MCでの「ようやくKingになれた」という井口の発言を否定はできないだろう。KingGnuが意識している群れによる熱狂を実現すべく着実にファンを獲得してきた。明確な定義はないものの日本で最高峰に位置しているこのバンドは東京ドームで何を成し遂げたのか。そのうちの一つはJ-POP,J-ROCKを音楽への間口としたことではないだろうか。各人の経歴が注目されたことも相まって彼らに影響を与えたロックだけでないジャズやブラックミュージックなど多岐にわたる音楽にファンが興味を持ち始めた。そしてMVや演出、コラボレーション企画のようなものまで力を注ぐことでそのような文化にも注目を集めた。つまり民衆に音楽をそして文化を広める役割を果たしただろう。二つ目は今の時代に日本でスタジアムでロックを鳴らしたバンドとしての成功。今年のサマソニや過去のフジロックでは「音響に難あり」とも一部から言われていた。そんな中で東京ドームで鳴らした音は確実に良かったと言える。この5年間のどの楽曲でもだ。スタジアムでなっていることをイメージしたであろう「飛行艇」「Stardom」、タイアップの中で生まれた「一途」「BOY」、ライブハウス時代から鳴らしていた「Tokyo Rendez-Vous」「McDonald Romance」。全てをスタジアムでやることを臆することなく完璧に調整していた彼らは確実にスタジアムライブをもできるロックバンドだった。

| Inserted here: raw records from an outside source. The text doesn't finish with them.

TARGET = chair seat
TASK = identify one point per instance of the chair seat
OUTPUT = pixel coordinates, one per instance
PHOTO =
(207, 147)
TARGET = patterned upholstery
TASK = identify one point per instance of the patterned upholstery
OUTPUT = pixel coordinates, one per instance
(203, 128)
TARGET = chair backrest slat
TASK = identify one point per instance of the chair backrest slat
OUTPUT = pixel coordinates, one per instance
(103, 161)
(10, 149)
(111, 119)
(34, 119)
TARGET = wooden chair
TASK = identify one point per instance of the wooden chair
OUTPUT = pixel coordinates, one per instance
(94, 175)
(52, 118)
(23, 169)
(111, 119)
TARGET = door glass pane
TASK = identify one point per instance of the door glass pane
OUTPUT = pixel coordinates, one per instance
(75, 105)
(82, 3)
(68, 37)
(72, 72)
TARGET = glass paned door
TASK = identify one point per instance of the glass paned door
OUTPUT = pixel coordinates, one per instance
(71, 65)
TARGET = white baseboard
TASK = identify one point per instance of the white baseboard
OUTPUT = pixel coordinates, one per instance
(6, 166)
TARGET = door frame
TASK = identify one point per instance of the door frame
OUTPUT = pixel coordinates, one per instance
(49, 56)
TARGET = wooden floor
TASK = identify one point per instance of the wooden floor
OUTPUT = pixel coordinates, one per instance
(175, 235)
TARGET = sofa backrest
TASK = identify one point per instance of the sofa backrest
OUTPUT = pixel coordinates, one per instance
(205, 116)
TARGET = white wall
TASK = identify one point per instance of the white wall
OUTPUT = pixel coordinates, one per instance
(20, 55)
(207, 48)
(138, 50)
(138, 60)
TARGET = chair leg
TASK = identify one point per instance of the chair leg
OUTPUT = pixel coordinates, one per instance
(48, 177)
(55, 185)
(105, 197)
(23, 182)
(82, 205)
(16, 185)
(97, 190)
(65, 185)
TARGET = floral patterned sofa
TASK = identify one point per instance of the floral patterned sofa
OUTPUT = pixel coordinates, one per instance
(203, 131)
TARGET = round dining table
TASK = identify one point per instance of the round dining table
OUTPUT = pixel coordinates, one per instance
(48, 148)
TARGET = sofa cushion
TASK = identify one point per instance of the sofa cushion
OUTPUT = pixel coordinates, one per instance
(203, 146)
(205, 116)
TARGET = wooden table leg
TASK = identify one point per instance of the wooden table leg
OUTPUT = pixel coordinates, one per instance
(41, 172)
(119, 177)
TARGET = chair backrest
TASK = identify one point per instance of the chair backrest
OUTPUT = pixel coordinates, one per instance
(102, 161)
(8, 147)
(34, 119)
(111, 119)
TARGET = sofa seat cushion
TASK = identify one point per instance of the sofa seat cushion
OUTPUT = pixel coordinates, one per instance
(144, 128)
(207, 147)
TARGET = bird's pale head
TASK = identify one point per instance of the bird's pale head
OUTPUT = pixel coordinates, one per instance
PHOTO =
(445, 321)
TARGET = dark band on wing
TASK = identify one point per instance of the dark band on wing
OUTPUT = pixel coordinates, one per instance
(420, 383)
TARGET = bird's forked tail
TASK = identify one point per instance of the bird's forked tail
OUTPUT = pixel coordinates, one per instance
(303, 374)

では彼らは今後ヌーを引き連れてどこへ行くのか。そもそもここが頂上では無いという印象を受けたのは私だけではないと想像する。現実的な問題はあるものの今以上に群れを大きくし、何か大きな変革を起こすことができる予感があった。会場の大きさがすべてではないが過去にはより大きな会場でライブを行ったGRAYやKISSのようなバンドも存在した。そんな会場でも見てみたいが個人的には飛行艇からのライブを実現させてほしい。勿論楽曲面での期待も大きい。彼らが聴いてきたJ-POP,J-ROCKの歴史の次のページに大胆な何かを書き加えることをいつも期待してしまうのは、KingGnuにはそれが可能だと感じているからだ。

音・ビジュアル共に圧倒的オリジナルセンスと完成度を誇るトーキョー・ニュー・ミクスチャー・スタイルバンド「King Gnu」。次はどんな混沌を見せてくれるのか、聴かせてくれるのか。とてつもなく楽しみだ。